Ortiz se desculpa com população e adia avanço para fase amarela

Taubaté registra aumento expressivo de coronavírus e chega a 77% em ocupação de leitos



O prefeito de Taubaté, Ortiz Junior (PSDB), usou suas redes sociais para pedir desculpas à população do município, por ter que adiar a flexibilização do comércio na cidade. Durante sua declaração esclareceu o motivo do adiamento:

“Na semana passada, quando os prefeitos da região tomaram essa decisão, os dados da pandemia em Taubaté eram bem diferentes. As coisas estavam sob controle, pois nos 15 dias anteriores nós ficamos abaixo de 60% de ocupação de UTI. Os números nos permitiam avançar. Mas nos últimos dias a ocupação de leitos aumentou e nós chegamos a 77%, o que nos preocupou muito. Aí não dá pra vacilar, é hora de apertar o freio e não o acelerador”.

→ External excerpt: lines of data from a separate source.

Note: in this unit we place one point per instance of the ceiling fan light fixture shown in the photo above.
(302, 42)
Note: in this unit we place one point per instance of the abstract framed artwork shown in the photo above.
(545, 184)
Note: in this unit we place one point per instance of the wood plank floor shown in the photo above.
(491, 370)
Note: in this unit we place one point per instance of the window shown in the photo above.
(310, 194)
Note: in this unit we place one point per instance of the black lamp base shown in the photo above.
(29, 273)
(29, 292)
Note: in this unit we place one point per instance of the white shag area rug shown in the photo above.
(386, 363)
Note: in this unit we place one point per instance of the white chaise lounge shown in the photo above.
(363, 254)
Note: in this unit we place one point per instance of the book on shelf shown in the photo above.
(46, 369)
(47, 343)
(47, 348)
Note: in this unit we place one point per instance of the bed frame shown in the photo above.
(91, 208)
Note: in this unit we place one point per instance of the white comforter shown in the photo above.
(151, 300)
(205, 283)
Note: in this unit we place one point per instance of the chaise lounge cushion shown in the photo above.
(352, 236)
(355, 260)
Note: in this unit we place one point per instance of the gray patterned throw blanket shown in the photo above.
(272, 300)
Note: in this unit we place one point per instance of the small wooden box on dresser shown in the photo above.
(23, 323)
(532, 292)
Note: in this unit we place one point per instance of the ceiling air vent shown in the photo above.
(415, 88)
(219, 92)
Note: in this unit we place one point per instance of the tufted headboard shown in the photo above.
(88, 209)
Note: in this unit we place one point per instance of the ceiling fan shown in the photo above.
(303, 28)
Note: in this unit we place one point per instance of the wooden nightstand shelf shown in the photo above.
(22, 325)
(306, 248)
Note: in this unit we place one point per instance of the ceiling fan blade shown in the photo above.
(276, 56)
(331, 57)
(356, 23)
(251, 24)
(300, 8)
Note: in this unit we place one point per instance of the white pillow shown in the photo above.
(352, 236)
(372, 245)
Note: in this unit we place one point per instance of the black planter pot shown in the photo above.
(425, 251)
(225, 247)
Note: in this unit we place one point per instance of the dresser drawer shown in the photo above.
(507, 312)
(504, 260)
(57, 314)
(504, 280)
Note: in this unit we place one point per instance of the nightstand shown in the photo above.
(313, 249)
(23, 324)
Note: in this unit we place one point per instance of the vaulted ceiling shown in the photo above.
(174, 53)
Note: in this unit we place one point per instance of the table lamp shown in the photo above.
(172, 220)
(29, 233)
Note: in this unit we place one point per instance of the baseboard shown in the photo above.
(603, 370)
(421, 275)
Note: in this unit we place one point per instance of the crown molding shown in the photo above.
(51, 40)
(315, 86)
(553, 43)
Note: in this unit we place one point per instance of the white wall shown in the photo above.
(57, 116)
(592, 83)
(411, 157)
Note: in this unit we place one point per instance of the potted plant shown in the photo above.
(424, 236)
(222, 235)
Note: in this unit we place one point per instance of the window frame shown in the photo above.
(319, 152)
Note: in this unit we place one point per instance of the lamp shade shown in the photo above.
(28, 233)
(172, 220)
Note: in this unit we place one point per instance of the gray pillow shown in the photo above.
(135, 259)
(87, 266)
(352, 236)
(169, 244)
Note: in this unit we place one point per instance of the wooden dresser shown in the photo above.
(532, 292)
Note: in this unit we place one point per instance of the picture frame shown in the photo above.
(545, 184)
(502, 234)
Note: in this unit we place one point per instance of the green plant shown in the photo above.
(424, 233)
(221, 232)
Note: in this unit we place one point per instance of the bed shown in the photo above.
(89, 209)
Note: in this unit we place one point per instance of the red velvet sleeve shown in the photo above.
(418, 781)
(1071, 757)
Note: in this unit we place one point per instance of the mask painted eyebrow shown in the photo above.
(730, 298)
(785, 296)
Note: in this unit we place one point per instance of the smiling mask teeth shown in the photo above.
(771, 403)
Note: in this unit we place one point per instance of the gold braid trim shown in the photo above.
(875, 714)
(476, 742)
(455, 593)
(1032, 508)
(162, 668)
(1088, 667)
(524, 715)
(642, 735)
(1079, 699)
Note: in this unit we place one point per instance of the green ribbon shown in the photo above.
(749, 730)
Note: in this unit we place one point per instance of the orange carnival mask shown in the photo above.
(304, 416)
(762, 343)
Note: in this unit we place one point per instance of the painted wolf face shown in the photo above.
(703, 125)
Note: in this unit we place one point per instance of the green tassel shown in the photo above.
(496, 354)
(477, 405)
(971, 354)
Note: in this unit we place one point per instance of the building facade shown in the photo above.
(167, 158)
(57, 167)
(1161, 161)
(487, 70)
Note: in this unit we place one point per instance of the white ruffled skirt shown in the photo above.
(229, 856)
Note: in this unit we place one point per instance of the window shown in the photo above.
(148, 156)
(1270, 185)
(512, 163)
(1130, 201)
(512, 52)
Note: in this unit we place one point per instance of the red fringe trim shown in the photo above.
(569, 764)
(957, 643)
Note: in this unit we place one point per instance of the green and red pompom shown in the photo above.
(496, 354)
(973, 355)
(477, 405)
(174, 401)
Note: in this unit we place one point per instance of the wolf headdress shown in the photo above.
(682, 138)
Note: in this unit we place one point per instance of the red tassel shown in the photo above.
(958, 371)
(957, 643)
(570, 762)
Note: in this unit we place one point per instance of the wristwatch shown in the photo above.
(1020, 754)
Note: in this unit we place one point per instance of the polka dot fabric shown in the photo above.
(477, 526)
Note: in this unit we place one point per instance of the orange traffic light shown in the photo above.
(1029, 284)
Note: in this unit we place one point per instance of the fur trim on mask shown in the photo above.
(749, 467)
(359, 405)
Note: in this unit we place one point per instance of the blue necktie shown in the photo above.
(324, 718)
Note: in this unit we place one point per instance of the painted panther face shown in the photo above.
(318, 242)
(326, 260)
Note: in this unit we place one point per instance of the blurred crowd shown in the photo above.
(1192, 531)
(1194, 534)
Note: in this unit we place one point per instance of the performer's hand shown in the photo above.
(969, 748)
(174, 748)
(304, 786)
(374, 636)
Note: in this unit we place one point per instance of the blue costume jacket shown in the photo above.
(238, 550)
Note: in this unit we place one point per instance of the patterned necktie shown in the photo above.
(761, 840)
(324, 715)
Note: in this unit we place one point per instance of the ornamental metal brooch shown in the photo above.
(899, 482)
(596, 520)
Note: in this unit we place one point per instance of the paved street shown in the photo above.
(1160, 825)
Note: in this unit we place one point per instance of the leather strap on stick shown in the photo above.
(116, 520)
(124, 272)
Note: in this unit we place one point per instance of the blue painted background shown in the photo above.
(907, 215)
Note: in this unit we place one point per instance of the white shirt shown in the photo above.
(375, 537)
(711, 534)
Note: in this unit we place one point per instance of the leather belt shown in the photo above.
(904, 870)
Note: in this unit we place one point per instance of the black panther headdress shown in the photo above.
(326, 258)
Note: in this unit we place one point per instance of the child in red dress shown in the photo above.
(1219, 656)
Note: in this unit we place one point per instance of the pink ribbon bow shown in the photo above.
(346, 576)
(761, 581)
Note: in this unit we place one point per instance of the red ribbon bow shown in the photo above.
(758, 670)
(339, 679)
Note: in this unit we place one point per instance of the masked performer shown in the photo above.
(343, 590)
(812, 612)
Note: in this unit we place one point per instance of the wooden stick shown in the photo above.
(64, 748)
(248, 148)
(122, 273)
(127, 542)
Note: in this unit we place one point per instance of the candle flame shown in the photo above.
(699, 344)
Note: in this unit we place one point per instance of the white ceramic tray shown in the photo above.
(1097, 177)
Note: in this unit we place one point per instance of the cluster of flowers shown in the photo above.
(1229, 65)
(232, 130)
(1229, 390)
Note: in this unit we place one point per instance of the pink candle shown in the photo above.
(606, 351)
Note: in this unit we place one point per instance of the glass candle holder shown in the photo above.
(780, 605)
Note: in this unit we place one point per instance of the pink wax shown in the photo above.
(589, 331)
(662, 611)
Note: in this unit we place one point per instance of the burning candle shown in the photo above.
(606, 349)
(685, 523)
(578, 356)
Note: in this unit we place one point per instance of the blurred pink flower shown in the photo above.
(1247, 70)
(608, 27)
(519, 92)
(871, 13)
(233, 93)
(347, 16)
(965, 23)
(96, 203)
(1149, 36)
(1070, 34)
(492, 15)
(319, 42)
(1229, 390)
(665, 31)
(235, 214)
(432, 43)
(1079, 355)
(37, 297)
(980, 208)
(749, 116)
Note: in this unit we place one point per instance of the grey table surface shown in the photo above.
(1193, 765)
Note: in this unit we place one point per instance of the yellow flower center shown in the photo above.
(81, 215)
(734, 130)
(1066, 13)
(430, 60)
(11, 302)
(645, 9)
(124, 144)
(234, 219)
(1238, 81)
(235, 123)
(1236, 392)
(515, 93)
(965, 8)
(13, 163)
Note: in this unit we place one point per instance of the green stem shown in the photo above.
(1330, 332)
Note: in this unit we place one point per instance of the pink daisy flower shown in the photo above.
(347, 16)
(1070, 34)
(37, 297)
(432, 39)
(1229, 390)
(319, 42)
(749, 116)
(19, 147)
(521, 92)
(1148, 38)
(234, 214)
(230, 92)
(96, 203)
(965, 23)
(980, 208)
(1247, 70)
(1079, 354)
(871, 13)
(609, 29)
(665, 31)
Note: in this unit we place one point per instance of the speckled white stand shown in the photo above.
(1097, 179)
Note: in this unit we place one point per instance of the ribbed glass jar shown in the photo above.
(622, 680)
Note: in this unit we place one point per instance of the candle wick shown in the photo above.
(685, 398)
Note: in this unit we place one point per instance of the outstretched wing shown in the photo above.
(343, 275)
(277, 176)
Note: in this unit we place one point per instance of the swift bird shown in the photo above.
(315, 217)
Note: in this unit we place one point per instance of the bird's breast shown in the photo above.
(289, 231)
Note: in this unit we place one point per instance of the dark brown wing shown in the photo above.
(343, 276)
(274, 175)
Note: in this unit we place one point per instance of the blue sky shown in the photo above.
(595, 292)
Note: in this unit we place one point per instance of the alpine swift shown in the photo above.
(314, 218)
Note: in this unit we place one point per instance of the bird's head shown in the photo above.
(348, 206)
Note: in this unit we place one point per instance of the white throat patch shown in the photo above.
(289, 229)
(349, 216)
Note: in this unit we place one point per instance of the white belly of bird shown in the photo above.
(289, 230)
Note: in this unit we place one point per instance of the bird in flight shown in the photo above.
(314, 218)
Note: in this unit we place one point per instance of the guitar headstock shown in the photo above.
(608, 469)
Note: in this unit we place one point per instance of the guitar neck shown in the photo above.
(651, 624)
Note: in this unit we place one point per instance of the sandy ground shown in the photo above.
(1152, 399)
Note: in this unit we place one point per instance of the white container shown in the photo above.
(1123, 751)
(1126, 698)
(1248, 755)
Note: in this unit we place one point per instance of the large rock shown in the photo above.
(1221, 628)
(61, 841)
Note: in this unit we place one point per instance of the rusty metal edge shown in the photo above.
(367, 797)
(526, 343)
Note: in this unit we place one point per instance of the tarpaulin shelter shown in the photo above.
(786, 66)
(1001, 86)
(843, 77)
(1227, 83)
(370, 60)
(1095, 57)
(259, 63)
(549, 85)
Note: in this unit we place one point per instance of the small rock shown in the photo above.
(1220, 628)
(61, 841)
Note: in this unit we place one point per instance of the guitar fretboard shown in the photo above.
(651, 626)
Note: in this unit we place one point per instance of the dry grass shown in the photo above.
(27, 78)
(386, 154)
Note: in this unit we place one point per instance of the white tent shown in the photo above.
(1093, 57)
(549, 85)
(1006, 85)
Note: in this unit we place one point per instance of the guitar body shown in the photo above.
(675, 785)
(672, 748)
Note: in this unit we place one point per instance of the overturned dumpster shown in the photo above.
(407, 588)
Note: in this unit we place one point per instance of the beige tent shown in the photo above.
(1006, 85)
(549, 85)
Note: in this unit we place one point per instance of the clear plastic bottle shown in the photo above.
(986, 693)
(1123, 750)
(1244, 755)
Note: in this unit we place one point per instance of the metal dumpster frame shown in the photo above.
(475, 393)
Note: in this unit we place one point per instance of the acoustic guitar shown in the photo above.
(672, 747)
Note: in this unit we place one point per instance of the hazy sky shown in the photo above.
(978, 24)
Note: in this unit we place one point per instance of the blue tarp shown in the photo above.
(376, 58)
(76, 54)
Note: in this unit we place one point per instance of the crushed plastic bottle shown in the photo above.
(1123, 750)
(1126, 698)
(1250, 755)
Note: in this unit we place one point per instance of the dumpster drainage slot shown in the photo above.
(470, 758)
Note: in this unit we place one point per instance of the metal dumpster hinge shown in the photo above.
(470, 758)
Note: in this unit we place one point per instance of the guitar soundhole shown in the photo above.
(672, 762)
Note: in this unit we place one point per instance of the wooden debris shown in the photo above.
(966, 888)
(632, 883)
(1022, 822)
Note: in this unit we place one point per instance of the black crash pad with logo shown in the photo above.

Durante sua fala, Ortiz fez referência à decisão dos prefeitos da RMVale (Região Metropolitana do Vale do Paraíba e Litoral Norte), de contestarem a decisão do Governo do Estado de São Paulo em manter a região na fase laranja do Plano SP, o argumento era de que falha no e-sus estaria registrando casos a mais do vírus, impedindo que RMVale avançasse para fase amarela.

Prefeituras de São José dos Campos e Taubaté decidiram, então, sem a autorização do Governo Estadual, decretar as respectivas cidades na fase amarela, estágio do Plano SP que autoriza a reabertura de estabelecimentos como salões de beleza, academias, bares e restaurantes, incluindo praças de alimentação de shoppings.

No entanto, nesta quarta-feira (29), Ortiz decidiu suspender o decreto 14.775 do dia 24 de julho, sobre reabertura de setores do comércio, quando a cidade passou a notificar o aumento de coronavírus, mudando de cenário.

De acordo com o boletim da Vigilância Epidemiológica, Taubaté registrava no dia 24 de julho, 1.398 casos confirmados, 39 mortes e 57,1% de taxa de ocupação de leitos de UTI. Já nesta semana, a ocupação de leitos de UTI subiu para 77,1%. Taubaté notifica, agora, 1.761 casos e 53 mortes.

Ortiz ainda citou que tem conhecimento da situação econômica de parcela da população que está sobrevivendo com auxílio emergencial, mas que o essencial para a Prefeitura, neste momento, é preservar vidas e continuar com adaptação de rotina até a vacina chegar.